In this case BRAC approached the Railway with a proposal to alter the terms of an existing collective bargaining agreement. It is not disputed that the issue of including Districts 44 and 45 was not presented in the ensuing negotiations concerning BRAC’s proposed consolidation of seniority districts. By agreeing to negotiate with BRAC on this issue, the Railway did not assume a duty to examine the motives of the union in seeking to consolidate some districts while excluding others. Were such a duty imposed in collective bargaining situations, employers would become guarantors to employees that their union is representing their interests in a good faith and non-arbitrary manner. As stated by this court in Coleman v. Kroger Co., 399 F.Supp. 724, 731, 732 (W.D.Va.1975).
“[the employer is] expected to represent its own interests which would normally be antagonistic to those of its union em*202ployees. [The employer] could be expected to look to the unions to represent their members’ best interests, and if the union failed in this respect the court perceives no basis for holding [the employer] liable with the unions.
Cf. Hines v. Anchor Motor Freight, Inc., 424 U.S. 554, 96 S.Ct. 1048, 47 L.Ed.2d 55 (1976); Vaca v. Sipes, 386 U.S. 171, 87 S.Ct. 903, 17 L.Ed.2d 842 (1967).
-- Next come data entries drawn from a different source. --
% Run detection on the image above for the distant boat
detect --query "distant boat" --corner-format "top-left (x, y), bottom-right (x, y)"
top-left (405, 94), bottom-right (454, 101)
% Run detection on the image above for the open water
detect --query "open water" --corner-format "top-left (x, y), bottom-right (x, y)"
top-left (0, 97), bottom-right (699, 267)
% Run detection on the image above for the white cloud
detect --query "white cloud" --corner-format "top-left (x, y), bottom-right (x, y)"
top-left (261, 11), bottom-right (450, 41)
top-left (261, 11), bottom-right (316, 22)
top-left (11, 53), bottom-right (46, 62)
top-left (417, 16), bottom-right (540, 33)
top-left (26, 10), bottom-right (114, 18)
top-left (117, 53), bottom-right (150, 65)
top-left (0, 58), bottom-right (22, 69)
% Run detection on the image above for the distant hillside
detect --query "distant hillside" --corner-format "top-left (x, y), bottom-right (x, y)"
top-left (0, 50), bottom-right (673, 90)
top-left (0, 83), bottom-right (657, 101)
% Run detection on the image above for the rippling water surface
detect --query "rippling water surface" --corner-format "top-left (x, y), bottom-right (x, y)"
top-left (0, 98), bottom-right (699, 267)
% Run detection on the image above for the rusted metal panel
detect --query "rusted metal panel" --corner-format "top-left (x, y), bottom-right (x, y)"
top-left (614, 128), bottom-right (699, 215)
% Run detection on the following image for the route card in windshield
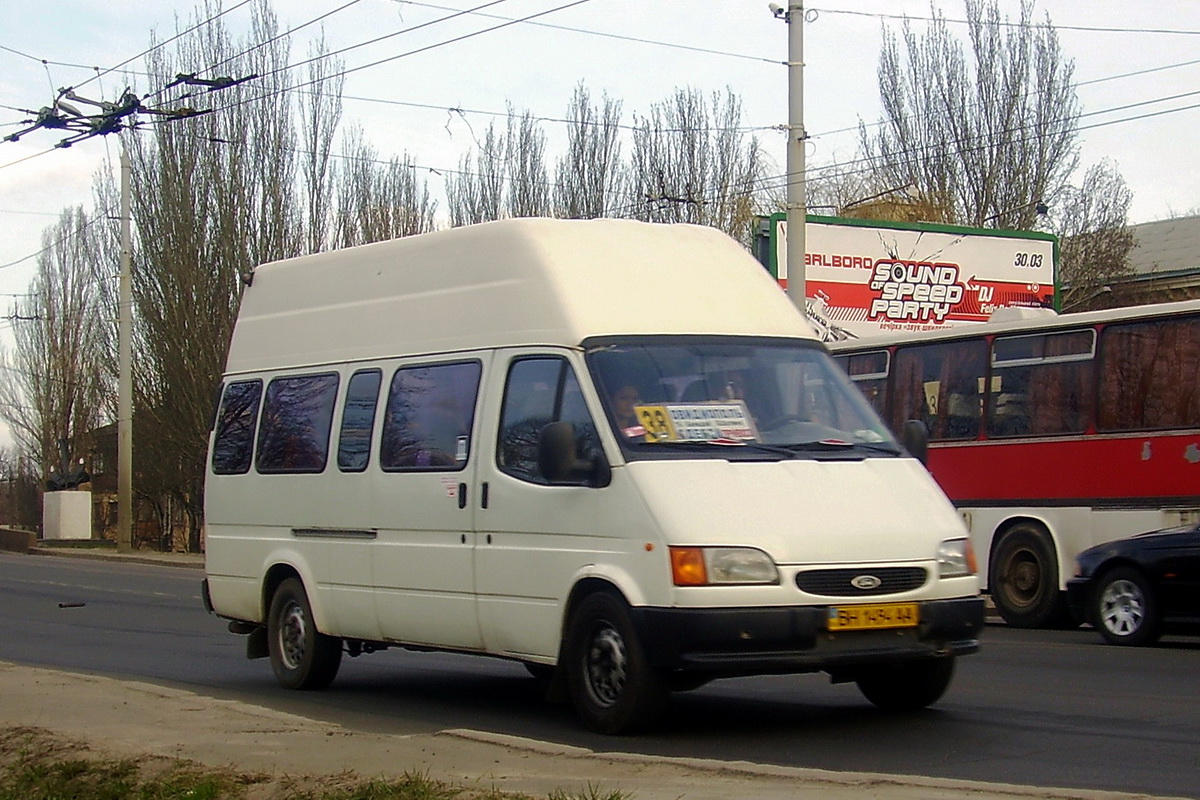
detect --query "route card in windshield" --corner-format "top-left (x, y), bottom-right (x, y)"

To grant summary judgment, it must be shown that the pleadings and affidavits reveal no genuine issue as to any material fact and that the moving party is entitled to a judgment as a matter of law. Fed.R.Civ.P. 56(c); Kipps v. Ewell, 538 F.2d 564, 566 (4th Cir. 1976). There being nothing of record to implicate the Railway in concerted discriminatory activities with BRAC concerning the consolidation of seniority districts, summary judgment will be granted for the Railway.1 For the reasons stated in the court’s’ opinion of November 1, 1977, BRAC’s renewed motion for summary judgment is denied.